Ia menekankan, keberhasilan optimalisasi PAD dan TKD tidak terlepas dari komitmen kepala daerah beserta jajaran, dalam mengambil kebijakan fiskal yang tepat sasaran dan sesuai dengan kondisi riil di daerah.
FGD tersebut sekaligus diharapkan menjadi ruang dialog antara pemerintah pusat dan daerah, untuk menyamakan persepsi serta menyampaikan berbagai persoalan yang dihadapi dalam pengelolaan keuangan daerah.
“Forum ini kami harapkan jadi ruang dialog langsung antara pengambil kebijakan di daerah dengan pemerintah pusat. Ini ceritanya forum unek-unek ya bapak ibu,” katanya.
Dalam kesempatan itu, Kepala KPPN Bukittinggi juga menegaskan peran Direktorat Jenderal Perbendaharaan (DJPb) sebagai Regional Chief Economist dan KPPN sebagai Financial Advisor dalam mendampingi pemerintah daerah mengelola keuangan.
KPPN Bukittinggi memiliki wilayah kerja tiga kabupaten dan tiga kota. Tahun anggaran 2026, lembaga tersebut mengelola anggaran transfer daerah sebesar Rp4,86 triliun.
Hingga saat ini, sebanyak Rp3,51 triliun atau sekitar 72 persen telah disalurkan untuk mendukung pemerintah daerah dan masyarakat, di antaranya melalui Dana Desa, Dana BOS, serta Tunjangan Penghasilan Guru yang disalurkan langsung ke rekening penerima.
Sementara itu, Wakil Bupati Agam, Muhammad Iqbal mengatakan, Pemerintah Kabupaten Agam terus menggencarkan berbagai upaya untuk meningkatkan penerimaan PAD, khususnya yang bersumber dari sektor pajak daerah.

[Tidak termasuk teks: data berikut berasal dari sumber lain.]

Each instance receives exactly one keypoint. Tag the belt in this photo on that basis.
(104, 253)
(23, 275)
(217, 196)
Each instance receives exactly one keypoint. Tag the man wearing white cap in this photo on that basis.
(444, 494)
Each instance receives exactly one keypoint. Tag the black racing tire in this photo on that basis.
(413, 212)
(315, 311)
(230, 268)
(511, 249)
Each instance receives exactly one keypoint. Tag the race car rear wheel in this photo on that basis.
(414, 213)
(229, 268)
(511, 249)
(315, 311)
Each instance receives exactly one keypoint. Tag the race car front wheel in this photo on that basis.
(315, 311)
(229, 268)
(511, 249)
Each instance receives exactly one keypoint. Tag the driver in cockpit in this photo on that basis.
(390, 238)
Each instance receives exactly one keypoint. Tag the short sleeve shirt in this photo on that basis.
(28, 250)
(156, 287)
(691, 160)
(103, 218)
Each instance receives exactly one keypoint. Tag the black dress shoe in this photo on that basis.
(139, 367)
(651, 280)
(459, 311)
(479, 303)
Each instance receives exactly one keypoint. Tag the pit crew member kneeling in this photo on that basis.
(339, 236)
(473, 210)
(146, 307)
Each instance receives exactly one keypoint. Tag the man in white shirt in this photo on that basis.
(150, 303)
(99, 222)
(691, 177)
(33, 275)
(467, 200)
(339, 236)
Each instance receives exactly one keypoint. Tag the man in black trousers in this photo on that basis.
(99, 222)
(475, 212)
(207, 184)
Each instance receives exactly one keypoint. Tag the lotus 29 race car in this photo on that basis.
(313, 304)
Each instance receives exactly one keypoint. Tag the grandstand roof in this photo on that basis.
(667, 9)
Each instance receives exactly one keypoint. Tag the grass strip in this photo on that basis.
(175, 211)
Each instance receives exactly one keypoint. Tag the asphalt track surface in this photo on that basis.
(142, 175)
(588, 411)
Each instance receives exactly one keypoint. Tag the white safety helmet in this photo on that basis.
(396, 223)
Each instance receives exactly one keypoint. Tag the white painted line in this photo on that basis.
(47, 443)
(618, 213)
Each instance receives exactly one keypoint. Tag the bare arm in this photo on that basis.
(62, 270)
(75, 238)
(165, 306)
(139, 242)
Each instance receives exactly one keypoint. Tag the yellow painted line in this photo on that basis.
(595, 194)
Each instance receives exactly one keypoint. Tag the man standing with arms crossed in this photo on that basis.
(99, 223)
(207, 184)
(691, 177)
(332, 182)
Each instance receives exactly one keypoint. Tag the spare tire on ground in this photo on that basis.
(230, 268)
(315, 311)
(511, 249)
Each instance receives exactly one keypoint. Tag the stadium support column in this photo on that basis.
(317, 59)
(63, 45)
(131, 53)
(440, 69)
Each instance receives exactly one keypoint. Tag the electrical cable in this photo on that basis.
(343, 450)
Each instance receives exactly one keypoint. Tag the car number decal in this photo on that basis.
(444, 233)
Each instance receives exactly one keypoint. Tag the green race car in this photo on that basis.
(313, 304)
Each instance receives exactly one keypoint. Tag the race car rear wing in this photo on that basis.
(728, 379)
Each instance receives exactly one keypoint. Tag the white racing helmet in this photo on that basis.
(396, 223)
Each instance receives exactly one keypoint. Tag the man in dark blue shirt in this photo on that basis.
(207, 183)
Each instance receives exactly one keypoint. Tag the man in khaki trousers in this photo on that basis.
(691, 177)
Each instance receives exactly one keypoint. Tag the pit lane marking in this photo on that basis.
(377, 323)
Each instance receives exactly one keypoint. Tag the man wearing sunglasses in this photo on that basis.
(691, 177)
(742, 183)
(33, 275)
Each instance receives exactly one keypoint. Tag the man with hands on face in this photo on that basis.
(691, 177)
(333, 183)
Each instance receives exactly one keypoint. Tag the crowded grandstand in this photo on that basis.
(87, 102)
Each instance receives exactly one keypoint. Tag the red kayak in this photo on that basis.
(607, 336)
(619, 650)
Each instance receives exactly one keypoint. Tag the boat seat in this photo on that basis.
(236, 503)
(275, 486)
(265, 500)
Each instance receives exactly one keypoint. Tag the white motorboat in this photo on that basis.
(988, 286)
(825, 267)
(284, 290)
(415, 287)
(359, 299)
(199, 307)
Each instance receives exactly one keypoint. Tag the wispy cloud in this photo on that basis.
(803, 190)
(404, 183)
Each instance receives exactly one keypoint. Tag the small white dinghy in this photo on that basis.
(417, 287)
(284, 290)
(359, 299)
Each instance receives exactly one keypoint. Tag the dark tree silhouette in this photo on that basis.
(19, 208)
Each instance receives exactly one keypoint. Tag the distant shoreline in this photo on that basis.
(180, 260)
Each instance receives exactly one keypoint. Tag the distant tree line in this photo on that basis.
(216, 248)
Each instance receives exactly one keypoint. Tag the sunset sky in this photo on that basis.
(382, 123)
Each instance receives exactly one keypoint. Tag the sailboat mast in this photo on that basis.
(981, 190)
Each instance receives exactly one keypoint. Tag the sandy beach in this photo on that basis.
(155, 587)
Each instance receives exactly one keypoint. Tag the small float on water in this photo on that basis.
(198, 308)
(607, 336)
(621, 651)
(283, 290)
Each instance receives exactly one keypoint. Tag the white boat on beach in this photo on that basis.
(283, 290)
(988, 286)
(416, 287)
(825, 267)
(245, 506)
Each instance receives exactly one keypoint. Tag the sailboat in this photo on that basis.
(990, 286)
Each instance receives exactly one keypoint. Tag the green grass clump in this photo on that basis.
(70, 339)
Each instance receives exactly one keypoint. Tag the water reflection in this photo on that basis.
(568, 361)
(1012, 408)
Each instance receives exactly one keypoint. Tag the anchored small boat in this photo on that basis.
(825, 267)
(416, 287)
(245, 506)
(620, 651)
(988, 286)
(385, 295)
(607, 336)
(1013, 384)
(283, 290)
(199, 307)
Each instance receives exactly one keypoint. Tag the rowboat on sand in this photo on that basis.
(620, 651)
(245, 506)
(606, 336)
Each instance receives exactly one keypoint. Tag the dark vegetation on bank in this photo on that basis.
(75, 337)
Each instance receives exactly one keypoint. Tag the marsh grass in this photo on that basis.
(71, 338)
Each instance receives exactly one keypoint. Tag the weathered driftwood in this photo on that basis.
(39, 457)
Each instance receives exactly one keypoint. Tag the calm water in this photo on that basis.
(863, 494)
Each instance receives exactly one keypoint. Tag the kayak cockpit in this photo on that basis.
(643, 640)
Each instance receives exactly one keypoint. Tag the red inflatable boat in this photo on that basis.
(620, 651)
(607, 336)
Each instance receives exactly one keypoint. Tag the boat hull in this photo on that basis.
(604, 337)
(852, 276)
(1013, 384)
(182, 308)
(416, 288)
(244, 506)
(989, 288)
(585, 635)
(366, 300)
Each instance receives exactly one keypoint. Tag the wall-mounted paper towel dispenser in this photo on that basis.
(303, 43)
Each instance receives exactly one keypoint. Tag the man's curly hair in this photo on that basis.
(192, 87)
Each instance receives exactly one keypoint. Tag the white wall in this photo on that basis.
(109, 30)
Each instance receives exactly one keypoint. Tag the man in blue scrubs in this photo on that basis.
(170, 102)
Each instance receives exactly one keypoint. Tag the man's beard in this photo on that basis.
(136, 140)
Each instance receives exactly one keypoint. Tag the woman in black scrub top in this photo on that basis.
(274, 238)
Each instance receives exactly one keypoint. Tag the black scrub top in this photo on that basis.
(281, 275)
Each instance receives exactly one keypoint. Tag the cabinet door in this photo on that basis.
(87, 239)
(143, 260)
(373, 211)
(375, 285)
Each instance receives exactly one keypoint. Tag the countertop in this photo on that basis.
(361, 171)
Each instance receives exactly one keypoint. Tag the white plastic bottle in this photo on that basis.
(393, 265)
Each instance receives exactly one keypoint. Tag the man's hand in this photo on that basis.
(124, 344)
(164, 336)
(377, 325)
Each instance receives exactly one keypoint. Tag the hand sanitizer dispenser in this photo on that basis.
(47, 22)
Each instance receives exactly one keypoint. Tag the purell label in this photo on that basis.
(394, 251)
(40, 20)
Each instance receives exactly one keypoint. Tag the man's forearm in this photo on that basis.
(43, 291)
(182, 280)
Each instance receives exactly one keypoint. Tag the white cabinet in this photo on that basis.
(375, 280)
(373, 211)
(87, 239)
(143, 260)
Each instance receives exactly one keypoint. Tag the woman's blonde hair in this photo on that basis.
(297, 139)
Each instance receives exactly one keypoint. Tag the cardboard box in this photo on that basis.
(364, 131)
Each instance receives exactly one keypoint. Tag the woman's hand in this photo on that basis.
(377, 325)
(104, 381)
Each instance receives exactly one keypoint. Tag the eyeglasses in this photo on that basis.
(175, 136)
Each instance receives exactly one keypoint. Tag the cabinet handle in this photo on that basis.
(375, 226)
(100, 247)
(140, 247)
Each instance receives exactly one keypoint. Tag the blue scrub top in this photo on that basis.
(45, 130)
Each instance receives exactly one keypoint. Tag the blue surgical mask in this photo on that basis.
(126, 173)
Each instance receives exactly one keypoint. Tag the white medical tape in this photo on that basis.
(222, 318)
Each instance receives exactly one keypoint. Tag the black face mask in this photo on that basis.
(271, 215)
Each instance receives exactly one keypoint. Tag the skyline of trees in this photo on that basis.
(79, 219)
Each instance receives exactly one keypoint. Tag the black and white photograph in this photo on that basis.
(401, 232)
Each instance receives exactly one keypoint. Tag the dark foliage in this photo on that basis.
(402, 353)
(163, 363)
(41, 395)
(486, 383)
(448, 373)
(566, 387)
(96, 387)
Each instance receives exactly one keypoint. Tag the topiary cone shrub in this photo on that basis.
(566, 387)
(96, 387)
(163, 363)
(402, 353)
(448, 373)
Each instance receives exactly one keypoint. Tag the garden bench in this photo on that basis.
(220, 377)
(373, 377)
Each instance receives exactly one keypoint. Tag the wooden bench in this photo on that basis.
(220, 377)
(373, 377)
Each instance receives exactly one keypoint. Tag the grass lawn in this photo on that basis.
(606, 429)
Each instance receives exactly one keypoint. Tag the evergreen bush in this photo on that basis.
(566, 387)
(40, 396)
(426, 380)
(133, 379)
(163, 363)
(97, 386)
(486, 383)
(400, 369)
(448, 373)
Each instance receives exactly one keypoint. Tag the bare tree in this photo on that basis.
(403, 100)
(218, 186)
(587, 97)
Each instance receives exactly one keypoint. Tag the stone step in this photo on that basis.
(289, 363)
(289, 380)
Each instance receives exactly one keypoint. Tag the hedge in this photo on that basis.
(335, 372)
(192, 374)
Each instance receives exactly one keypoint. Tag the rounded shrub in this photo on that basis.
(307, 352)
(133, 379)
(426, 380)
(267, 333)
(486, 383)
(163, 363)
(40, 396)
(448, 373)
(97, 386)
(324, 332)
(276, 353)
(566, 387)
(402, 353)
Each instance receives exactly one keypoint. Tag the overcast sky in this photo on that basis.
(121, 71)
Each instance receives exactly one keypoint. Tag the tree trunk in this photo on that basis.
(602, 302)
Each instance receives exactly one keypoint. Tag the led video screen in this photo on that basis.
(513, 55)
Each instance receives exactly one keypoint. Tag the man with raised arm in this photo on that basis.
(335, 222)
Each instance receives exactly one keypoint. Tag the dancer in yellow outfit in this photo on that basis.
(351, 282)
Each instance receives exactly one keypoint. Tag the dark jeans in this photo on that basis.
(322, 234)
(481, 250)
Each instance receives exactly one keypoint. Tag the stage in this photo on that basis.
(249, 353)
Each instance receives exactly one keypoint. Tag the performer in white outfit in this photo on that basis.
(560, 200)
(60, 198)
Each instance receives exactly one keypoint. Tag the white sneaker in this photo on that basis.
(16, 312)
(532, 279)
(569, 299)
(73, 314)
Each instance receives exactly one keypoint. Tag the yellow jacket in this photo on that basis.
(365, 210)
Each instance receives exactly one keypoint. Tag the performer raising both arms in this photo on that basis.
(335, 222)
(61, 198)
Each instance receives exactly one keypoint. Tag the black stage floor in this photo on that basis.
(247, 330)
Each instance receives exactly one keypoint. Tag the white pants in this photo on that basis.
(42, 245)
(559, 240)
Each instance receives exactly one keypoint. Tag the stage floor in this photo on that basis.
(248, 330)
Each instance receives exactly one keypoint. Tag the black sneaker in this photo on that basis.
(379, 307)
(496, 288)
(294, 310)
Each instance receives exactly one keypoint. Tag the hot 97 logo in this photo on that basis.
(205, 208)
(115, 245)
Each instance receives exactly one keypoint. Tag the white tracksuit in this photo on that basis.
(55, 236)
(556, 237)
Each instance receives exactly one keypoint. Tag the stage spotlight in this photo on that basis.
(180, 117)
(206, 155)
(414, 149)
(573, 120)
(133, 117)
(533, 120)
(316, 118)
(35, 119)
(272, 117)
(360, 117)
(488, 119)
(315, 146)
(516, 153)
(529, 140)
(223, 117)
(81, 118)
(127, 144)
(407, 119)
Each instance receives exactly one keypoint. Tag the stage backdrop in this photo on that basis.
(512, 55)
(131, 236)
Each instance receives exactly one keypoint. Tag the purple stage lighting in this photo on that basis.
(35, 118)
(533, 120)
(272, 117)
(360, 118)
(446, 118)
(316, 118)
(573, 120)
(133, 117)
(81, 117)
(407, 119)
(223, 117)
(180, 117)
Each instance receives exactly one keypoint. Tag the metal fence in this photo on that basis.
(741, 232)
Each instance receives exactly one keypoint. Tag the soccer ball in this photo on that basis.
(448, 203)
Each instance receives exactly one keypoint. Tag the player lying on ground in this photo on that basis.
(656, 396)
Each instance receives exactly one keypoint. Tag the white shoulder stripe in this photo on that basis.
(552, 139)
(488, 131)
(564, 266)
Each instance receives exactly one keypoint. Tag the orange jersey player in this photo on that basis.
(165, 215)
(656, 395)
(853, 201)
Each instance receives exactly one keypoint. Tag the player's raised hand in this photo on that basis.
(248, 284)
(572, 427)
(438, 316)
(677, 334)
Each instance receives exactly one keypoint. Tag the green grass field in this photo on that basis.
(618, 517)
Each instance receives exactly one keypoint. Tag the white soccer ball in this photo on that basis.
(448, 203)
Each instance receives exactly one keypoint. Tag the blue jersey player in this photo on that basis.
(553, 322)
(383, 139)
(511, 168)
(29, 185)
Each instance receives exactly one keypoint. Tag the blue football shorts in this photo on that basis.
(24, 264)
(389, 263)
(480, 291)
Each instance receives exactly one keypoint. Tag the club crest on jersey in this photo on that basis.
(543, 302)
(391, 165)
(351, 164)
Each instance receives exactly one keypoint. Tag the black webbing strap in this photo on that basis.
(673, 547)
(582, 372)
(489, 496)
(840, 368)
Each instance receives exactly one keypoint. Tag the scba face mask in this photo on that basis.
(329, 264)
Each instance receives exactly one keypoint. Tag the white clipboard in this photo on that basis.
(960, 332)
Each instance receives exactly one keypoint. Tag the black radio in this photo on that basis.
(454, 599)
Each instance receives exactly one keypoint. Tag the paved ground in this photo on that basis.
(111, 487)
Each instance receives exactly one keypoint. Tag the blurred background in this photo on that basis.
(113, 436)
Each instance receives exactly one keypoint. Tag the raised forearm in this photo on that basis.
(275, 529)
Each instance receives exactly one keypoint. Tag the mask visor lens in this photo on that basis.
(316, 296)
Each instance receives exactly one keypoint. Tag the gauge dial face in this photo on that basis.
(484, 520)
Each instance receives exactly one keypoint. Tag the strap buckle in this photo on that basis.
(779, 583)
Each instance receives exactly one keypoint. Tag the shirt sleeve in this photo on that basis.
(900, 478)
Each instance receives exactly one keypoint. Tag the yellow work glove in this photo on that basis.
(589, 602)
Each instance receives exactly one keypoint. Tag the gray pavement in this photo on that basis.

Menurutnya, peningkatan PAD menjadi salah satu langkah penting untuk memperkuat kemampuan fiskal daerah. Tambahan penerimaan tersebut nantinya diharapkan dapat mendukung pembiayaan berbagai program pembangunan di Kabupaten Agam.
“Pemerintah Kabupaten Agam kini tengah menggencarkan bagaimana penerimaan PAD dari pajak bisa meningkat. Nantinya ini bisa mendukung anggaran untuk pembangunan daerah,” ujar M Iqbal.
Ia menilai, peningkatan PAD harus terus dilakukan dengan mengoptimalkan berbagai potensi yang ada di daerah. Namun, di sisi lain, pemerintah daerah juga masih membutuhkan dukungan pemerintah pusat melalui TKD untuk menjaga kesinambungan pembiayaan pembangunan.
Karena itu, M Iqbal berharap kebijakan anggaran pemerintah pusat pada tahun mendatang dapat memberikan ruang yang lebih besar bagi daerah untuk menerima TKD.
“Kita berharap tahun depan tidak ada lagi pemotongan anggaran dari pusat, sehingga TKD bisa diterima daerah,” katanya.
Menurutnya, keseimbangan antara peningkatan PAD dan dukungan TKD sangat dibutuhkan agar pemerintah daerah memiliki kapasitas fiskal yang memadai, dalam menjalankan program pembangunan dan pelayanan kepada masyarakat.
Forum ini dilanjutkan dengan diskusi bersama Kepala Kantor Wilayah DJPb Provinsi Sumatera Barat, Mohammad Dody Fachrudin dan Direktur Pajak Daerah dan Retribusi Daerah, Lydia Kurniawati Christyana.
Dalam diskusi tersebut, berbagai persoalan mengenai pemungutan pajak dan pembangunan di daerah mengemuka.
Dalam kesempatan itu, KPPN Bukittinggi menyerahkan penghargaan kepada Pemerintah Kabupaten Agam sebagai pemerintah daerah tercepat dalam penyaluran DAK fisik tahap I tahun anggaran 2026.